Еще не закончив фразы, он уже пожалел, что слова эти вырвались у него, и тотчас же попросил извинения. Беньямин мгновенно ответил, что он не в обиде на Пита за его необдуманные слова. Но улыбка на лице Беньямина превратилась в гримасу, он побледнел и, несмотря на живейшие возражения Пита, забрал у него свою статью.
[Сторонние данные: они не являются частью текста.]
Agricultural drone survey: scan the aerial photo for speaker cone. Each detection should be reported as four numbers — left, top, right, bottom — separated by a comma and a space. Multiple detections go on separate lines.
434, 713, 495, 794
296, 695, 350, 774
С этого дня он и Пит разговаривали друг с другом с необычайной осторожностью. Но их взаимная подспудная неприязнь затрудняла редакционную работу. В особенности сожалел о разладе между ними Царнке. Он решил положить этому конец путем доброжелательных переговоров.
Царнке сумел все так хитро устроить, что однажды Пит и Беньямин якобы случайно встретились у него дома. Сидели за кофе, вишневым ликером и пирожными, и юстиции советник осторожно навел разговор на те принципы, которые являлись объектом спора между его гостями. Фридрих Беньямин соглашался почти со всеми тезисами своего противника, но выводы его считал неправильными. Он был убежден, что любое унижение, любая капитуляция лучше, чем страшное повторение ада, именуемого войной. Война — корень всех зол; никакая насмешка, скрытая или открытая, не могла заставить Беньямина изменить свое мнение, что мир, хотя бы и самый недостойный, лучше открытой войны. А Петер Дюлькен утверждал, что несвоевременная правда хуже самой худшей лжи и люди иной раз руками и ногами цепляются за мечту о невозможном только затем, чтобы не видеть возможного. А возможная цель в настоящий момент, единственно необходимая цель — это разгром национал-социализма. Если же кое-кто ничего другого перед собой не видит, кроме недосягаемого еще сегодня вечного мира, то он от досягаемой цели уничтожения фашизма — уходит все дальше и дальше.
Царнке старался примирить обе точки зрения, но тут его искусство талантливого адвоката спасовало. Петер Дюлькен настаивал на своем, а Фридрих Беньямин — на своем. Лучше жить на коленях, чем умереть стоя, говорил Беньямин. Сначала надо попробовать, нельзя ли жить стоя, говорил Дюлькен. Оба приводили множество убедительных доводов в защиту своего взгляда, а такие доводы всегда к услугам того, кто искренне верит в свою правоту и желает ее доказать.